İhracatçı sektörlerimiz düzenledikleri vizyoner toplantı ve çalıştaylar sayesinde 2023 hedeflerine olan inanç ve kararlılıklarını tazeledi. 2016 yılının sonlarına yaklaşırken bunun en güzel örneklerinden birini de İstanbul Demir ve Demirdışı Metaller İhracatçıları Birliğimiz sergiledi.
Demir ve demirdışı metaller sektörüne uzak olanlar için öncesinde hemen kısa bir açıklama yapalım.. Anadolu’da milattan önce 12. yüzyıldan beri metal işleniyor ve bu bilgi birikimi bugün Türkiye’nin en önemli sektörlerinden birinde yaşamaya devam ediyor: Demir ve demir dışı metaller. Sektör alüminyum ürünleri, bakır ürünleri, demir çelikten eşya ve madeni eşya grupları olmak üzere dört ana bileşenden oluşuyor. Dolayısıyla sektör hammadde girdisinden çok, son mamul üretimine odaklanıyor.
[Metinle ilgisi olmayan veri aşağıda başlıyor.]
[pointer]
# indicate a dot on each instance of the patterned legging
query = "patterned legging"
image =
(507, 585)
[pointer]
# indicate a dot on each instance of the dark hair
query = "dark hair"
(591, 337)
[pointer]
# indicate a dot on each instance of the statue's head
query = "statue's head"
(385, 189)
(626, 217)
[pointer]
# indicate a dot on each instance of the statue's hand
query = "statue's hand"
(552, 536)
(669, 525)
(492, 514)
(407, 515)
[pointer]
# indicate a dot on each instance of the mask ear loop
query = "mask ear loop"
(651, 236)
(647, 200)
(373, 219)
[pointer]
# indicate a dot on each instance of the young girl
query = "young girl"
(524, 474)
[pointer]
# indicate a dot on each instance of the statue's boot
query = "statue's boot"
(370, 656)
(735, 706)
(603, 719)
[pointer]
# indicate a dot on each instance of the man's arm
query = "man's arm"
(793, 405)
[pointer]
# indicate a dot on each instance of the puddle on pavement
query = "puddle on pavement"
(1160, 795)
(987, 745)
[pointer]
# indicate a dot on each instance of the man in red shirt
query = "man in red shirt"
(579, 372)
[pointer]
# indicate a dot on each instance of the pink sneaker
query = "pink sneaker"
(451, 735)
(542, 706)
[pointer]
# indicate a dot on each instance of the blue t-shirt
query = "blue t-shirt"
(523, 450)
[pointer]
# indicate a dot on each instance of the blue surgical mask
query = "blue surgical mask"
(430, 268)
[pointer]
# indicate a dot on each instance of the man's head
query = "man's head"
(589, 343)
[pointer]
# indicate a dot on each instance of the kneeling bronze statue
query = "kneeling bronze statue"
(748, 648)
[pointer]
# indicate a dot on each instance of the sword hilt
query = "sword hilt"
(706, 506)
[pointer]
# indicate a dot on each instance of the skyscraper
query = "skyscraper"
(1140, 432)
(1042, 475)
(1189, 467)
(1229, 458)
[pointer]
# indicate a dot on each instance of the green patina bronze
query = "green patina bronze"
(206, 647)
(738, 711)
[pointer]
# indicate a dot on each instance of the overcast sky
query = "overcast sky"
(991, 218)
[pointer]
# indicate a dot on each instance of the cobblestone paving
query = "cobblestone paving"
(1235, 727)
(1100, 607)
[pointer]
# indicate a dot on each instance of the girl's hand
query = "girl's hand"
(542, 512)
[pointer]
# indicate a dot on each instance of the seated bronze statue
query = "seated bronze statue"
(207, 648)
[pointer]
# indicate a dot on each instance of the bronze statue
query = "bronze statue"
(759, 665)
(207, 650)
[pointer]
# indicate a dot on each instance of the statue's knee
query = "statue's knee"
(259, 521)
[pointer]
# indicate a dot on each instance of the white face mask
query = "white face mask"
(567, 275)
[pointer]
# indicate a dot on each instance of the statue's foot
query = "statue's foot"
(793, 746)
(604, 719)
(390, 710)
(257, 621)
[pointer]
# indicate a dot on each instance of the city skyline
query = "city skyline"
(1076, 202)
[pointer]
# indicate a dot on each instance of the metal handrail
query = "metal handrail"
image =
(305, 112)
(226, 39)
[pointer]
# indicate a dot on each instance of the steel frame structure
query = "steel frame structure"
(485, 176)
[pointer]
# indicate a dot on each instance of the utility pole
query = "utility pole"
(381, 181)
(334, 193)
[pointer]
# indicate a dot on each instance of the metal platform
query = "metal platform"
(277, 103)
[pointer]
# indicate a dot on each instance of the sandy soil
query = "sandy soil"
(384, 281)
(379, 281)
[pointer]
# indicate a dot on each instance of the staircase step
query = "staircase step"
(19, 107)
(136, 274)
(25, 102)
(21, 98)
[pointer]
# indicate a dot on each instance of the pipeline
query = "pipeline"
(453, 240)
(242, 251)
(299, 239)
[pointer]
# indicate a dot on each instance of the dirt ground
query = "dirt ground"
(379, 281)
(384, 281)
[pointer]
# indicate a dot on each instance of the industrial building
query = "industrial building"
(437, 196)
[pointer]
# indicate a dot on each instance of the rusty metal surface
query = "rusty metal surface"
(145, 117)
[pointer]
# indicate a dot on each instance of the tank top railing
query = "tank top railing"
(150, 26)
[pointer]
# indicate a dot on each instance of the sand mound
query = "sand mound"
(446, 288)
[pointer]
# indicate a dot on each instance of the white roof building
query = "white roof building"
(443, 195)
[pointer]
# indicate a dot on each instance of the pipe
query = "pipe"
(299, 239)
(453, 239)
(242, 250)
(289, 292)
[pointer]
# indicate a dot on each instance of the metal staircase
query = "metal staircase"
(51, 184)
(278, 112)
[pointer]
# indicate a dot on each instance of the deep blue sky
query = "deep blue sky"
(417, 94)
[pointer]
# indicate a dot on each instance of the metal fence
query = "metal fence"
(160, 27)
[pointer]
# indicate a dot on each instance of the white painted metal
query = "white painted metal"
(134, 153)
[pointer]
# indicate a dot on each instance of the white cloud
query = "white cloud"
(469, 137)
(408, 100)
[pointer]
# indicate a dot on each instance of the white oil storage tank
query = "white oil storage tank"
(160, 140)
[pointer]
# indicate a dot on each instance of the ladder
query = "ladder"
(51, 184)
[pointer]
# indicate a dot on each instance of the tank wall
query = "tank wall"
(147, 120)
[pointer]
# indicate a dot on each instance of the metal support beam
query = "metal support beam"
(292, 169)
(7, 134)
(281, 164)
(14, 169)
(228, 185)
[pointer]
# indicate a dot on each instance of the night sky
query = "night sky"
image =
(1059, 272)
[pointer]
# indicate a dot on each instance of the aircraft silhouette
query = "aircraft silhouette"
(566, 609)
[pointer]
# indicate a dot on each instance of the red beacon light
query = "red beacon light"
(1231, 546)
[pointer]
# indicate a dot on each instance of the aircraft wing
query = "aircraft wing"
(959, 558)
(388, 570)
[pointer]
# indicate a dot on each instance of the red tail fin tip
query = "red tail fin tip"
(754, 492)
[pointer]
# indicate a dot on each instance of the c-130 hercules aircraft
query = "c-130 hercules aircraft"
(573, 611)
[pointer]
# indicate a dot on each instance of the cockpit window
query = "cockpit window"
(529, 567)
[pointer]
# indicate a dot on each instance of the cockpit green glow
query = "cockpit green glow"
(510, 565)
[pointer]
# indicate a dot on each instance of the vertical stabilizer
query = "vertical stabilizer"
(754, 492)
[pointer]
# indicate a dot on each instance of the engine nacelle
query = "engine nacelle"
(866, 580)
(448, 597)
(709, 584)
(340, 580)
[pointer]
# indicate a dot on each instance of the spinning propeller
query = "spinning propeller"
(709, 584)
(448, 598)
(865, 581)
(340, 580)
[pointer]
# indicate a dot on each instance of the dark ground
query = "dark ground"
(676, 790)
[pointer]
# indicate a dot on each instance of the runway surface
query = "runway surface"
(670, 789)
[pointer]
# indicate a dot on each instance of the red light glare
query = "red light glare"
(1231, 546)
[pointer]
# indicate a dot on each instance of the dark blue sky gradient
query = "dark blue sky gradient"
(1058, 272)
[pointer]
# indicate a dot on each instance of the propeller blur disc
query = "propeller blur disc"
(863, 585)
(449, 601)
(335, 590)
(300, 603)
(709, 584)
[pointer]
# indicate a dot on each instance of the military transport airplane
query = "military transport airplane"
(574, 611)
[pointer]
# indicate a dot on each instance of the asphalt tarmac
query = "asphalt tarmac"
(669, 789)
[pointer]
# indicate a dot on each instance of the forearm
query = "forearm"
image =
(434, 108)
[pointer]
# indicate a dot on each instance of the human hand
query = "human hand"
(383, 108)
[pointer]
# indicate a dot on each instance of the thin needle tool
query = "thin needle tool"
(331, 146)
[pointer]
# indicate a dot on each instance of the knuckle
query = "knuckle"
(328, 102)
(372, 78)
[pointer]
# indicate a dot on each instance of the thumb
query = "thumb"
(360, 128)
Buna mutfaklarımızda kullandığımız tencereler ve tavalardan metal borulara, metal mobilyalardan endüstriyel mutfaklara, ocak ve sobalardan bakır tellere, gündelik hayatımızda kullandığımız metal eşyaların hemen hemen tamamını katabiliriz.
Şimdi demir ve demirdışı metaller sektörü ile ilgili yukarıda bahsini ettiğimiz güzel örneğine tekrar dönelim.. Demir ve Demirdışı Metaller İhracatçıları Birliğimiz, 11-13 Kasım tarihleri arasında Antalya’da yoğun bir katılımla “Bağlantı Elemanları, Kilitler, El Aletleri ve Mobilya Aksesuarları (BAKİEL) Gelecek Araştırması Çalıştayı” düzenledi. Sektörün önde gelen temsilcilerinin katılımının sağlandığı çalıştayda, iki gün boyunca yapılan beyin fırtınası ile BAKİEL sektörü için hem 2017 hem de 2023 yılının öncelikleri belirlendi.
Çalıştay katılımcıları, 2016 yılında bölgesel ve küresel düzeyde meydana gelen ekonomik ve politik gelişmeleri ve bu gelişmelerin sektör üzerindeki etkilerini, uluslararası ticarette karşılaşılan yurtiçi ve yurtdışı sorunları ve bu sorunların hangi yeni çözüm önerileri ile aşılabileceği konularını tartışma ve fikirlerini birbirleriyle paylaşma imkanını yakaladı.
Çalıştay kapsamında sektörün ileri gelenleri tarafından 2016 yılında yaşanan küresel politik olumsuz gelişmelerin firmaların yeni sipariş alamamalarına, yatırım, üretim ve ihracatlarını daraltmalarına neden olduğu konuları dile getirildi. Diğer taraftan kalifiye eleman yetiştirilememesi, uluslararası ticarette mesleki yeterliliğe sahip nitelikli eleman eksikliği, sektörlere özel hedef pazar ülke tespit edilememesi ve hedef ülkelere yönelik ticari istihbaratın eksik olması gibi sorunlar ön plana çıkarıldı.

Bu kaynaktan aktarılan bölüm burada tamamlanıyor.